Status: Negotiations of stakeholders nearly complete. Will be re-introduced as SB 915 in October 2017.

  • Senate Bill 1274 of Last Session: Provides for compensation to people who establish that they were wrongfully convicted and incarcerated.

Status: Stakeholders will negotiate this legislation, and it will be re-introduced during this session.
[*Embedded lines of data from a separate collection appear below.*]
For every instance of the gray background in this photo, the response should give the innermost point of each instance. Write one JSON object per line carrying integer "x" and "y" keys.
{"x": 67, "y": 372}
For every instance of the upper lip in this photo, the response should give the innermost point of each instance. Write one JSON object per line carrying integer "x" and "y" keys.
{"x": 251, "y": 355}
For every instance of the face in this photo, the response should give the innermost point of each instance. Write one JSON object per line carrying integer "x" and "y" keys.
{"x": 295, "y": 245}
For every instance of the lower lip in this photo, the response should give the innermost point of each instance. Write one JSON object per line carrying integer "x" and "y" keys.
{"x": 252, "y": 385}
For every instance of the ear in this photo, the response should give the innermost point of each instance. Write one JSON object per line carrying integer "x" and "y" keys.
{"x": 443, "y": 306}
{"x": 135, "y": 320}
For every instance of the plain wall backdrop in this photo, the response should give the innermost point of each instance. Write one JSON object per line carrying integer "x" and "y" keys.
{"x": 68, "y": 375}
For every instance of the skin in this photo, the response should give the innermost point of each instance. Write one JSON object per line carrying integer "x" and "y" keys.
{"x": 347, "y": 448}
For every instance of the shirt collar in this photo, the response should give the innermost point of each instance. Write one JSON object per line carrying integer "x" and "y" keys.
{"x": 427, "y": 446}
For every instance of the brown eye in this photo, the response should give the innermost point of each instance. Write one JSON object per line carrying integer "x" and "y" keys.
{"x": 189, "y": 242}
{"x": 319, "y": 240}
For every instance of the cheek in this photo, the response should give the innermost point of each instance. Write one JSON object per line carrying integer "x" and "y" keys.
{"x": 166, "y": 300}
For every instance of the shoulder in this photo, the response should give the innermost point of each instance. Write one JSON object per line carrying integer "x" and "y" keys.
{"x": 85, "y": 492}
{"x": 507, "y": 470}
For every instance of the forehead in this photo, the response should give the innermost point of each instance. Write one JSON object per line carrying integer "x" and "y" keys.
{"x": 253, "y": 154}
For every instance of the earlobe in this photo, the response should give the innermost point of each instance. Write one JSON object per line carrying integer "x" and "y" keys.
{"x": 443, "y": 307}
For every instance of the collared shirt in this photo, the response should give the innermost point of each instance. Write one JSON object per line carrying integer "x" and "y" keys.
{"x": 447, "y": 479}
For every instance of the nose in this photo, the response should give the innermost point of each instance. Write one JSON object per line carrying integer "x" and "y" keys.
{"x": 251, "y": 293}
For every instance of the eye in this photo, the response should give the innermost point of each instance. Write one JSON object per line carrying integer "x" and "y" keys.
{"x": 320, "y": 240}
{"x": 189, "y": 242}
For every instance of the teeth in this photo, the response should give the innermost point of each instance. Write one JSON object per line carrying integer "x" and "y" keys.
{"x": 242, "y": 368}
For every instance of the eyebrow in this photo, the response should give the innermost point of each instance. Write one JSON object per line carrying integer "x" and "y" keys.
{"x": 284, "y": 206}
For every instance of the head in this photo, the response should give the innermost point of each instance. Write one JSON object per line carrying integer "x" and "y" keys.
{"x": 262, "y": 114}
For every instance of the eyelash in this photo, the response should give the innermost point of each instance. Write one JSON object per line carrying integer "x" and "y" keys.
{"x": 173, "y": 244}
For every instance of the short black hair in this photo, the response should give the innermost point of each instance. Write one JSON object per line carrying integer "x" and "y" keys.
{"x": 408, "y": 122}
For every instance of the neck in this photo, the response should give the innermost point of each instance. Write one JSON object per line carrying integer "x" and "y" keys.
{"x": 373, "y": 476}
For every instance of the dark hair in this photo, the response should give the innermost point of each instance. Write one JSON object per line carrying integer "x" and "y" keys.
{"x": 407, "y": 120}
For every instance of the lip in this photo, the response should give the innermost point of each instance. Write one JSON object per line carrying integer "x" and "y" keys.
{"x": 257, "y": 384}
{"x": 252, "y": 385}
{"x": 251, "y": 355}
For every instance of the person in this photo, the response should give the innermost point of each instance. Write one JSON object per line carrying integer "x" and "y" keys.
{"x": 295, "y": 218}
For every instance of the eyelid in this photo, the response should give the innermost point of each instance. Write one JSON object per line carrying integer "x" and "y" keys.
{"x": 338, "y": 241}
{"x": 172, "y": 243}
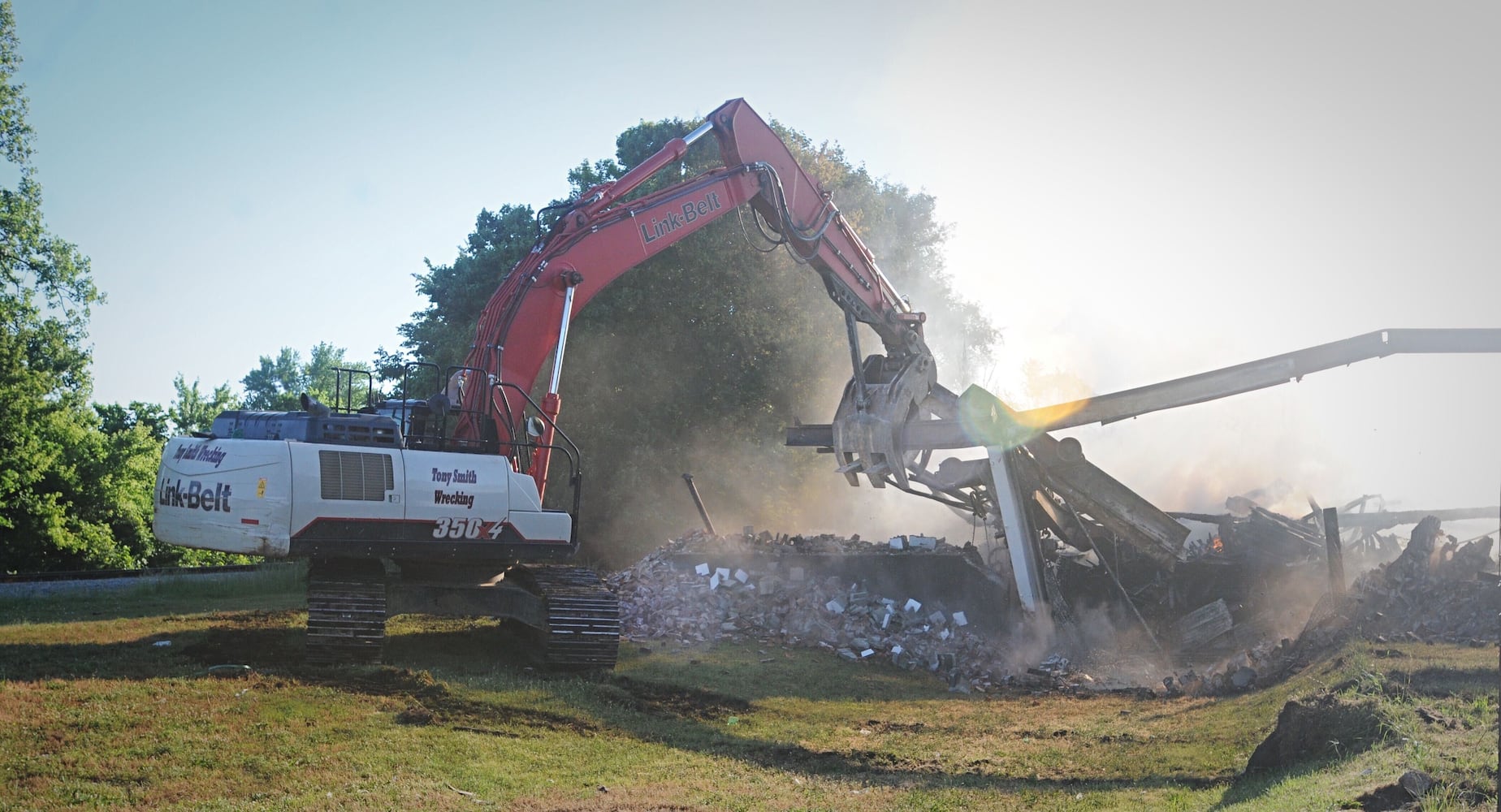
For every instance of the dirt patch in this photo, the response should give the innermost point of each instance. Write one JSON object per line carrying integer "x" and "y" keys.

  • Grand Jury Reforms: Legislation will be introduced to address the secrecy of grand juries, the role of the supervising judge, the rights of witnesses, and the rights of the person being investigated.
  • Justice Reinvestment Initiative: Senator Greenleaf participated in the working group of the Justice Reinvestment Initiative and will introduce legislation to implement the group’s work, especially with regard to support for adult county probation departments.
  • Diversion from Arrest for Those with Addiction or Mental Illness: As part of the reform of our state’s bail practices, Senator Greenleaf will introduce legislation to require assessments at various points in the criminal justice system to determine whether a person should be diverted to treatment.
  • Fines and Fees: Senator Greenleaf will introduce legislation to ensure that offenders will not be incarcerated solely because they could not pay fines and fees imposed on them.
  • Juvenile Justice Issues: Determine whether juvenile detention facilities are the best option for long-term outcomes, or whether at-home services would be preferred; determine whether a “Close to Home” initiative – similar to New York’s program – would work well in Pennsylvania.